3) Designing Sustainability of the Package

 I discussed sustainability of packaging in my previous column on paper packaging. As I have already introduced the design of packaging with a focus on materials in the previous edition, let me share with you another ground-breaking case of sustainable packaging design. It was the most interesting case mentioned at the conference – TerraCycle. TerraCycle has one goal and that is to "eliminate the concept of waste itself." TerraCycle says that there is no reason for waste to exist in natural state and that 'waste' is a problem that is purely man-made. For example, fruits eaten by animals naturally get buried in the ground again to rot and become a tree that can bear fruits or act as a fertilizer to such trees. There is a virtuous circle. However, waste created in human societies leaves behind things that break away from such virtuous circle, which then becomes a problem. TerraCycle studies ways to recycle materials and things that are considered unrecyclable. It is currently studying ways to turn coffee capsule waste and dirty diapers back into a virtuous circle. Doesn't that sound interesting?
 Let me share with you one case of TerraCycle. I am sure you've heard of stories about islands of plastic trash floating in our oceans. They are called ocean plastics. In 2017, TerraCycle developed 'P&G Head and Shoulders' bottle made with recycled beach plastic in partnership with P&G. How did they do it? This was the process; first, they collected ocean plastics through an NGO. TerraCycle organized the collected items and P&G produced the bottle using the ocean plastics that were sorted out. The Head and Shoulders bottle made by this process is a symbolic product that uses 20% recycled plastics and 80% recycled beach plastics.

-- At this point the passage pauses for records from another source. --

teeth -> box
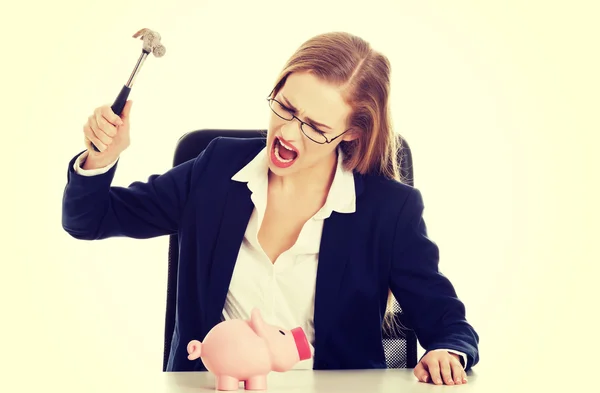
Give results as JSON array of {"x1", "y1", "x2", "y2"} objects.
[
  {"x1": 279, "y1": 139, "x2": 294, "y2": 151},
  {"x1": 275, "y1": 145, "x2": 293, "y2": 163}
]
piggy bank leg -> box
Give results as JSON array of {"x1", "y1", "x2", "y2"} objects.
[
  {"x1": 244, "y1": 375, "x2": 267, "y2": 390},
  {"x1": 216, "y1": 375, "x2": 240, "y2": 390}
]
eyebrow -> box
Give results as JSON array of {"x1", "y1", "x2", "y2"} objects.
[{"x1": 281, "y1": 94, "x2": 331, "y2": 130}]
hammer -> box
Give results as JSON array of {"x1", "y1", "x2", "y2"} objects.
[{"x1": 92, "y1": 28, "x2": 167, "y2": 152}]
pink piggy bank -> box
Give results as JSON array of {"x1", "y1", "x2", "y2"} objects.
[{"x1": 187, "y1": 308, "x2": 312, "y2": 390}]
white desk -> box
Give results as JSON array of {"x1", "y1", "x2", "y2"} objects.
[
  {"x1": 163, "y1": 369, "x2": 484, "y2": 393},
  {"x1": 56, "y1": 369, "x2": 482, "y2": 393}
]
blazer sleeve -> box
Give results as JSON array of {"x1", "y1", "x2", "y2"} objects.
[
  {"x1": 390, "y1": 189, "x2": 479, "y2": 370},
  {"x1": 62, "y1": 139, "x2": 216, "y2": 240}
]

 L'Occitane, Kiel, Vichy and other brands have deposit schemes for returning empty bottles, pursuing projects that encourage customers to return empty bottles. Doesn't that sound familiar? Yes, that right. Major brands of Amorepacific have similar initiatives.

 The most impressive aspect about the TerraCycle case was the argument that there needs to be a fundamental change in ownership. It was an argument that the ownership of packaging should not lie with the end customer but the manufacturer. If that is the case, manufacturers will be more active in collecting back the primary and secondary packaging materials and put more effort in finding ways to reuse collected packaging.

 More and more consumers worldwide prefer companies that are ethical and sustainable. However, just because this is a global trend, if a company's philosophy or value is not centered around these values but just thoughtlessly tries to follow the trend and pretend, that company will not be able to survive. These values must be in the company's DNA. In that perspective, Amorepacific is fortunate. We have built many values one by one with the goal of creating a beautiful world. I hope to further spread and share the many efforts we make with the world.